NOAA-EMC / UPP

Other
36 stars 97 forks source link

Runtime error when running a regression test in debug mode #347

Closed MinsukJi-NOAA closed 3 years ago

MinsukJi-NOAA commented 3 years ago

Please see the related issue https://github.com/ufs-community/ufs-weather-model/issues/686

WenMeng-NOAA commented 3 years ago

Dusan pointed out a suspicious line in BNDLYR.f as:

Why is the if test at line 277 in BNDLYR.f checking the values of T,Q,UH,VH when those arrays are not used in this loop? When I comment out this if test (and else block) model finishes successfully.
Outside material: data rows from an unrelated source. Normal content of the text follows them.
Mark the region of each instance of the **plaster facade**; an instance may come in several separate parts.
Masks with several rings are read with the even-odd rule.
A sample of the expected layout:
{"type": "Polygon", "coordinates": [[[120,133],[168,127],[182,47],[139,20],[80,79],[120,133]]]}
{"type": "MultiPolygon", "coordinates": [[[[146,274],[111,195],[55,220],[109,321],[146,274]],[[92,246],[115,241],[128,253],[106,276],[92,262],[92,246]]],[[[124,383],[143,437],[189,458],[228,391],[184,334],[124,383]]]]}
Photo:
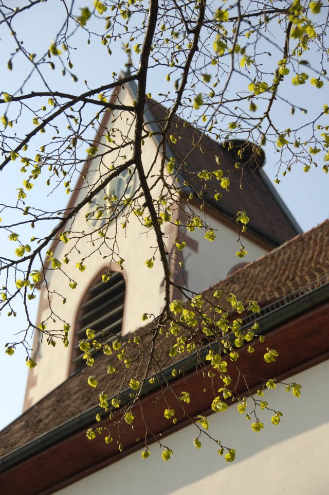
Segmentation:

! IF(T(I,J,LBND)<spval.and.Q(I,J,LBND)<spval.and.& ! UH(I,J,LBND)<spval.and.VH(I,J,LBND)<spval) THEN

WenMeng-NOAA commented 3 years ago

@MinsukJi-NOAA I make some changes in my branch post_bndlyr at https://github.com/WenMeng-NOAA/EMC_post. The rt test option control_debug in ufs-weather can be run through on WCOSS. A new upp lib was built (not debug mode) at /scratch1/NCEPDEV/stmp2/Wen.Meng/upp_lib/EMC_post/tests/install, please test it. Thanks!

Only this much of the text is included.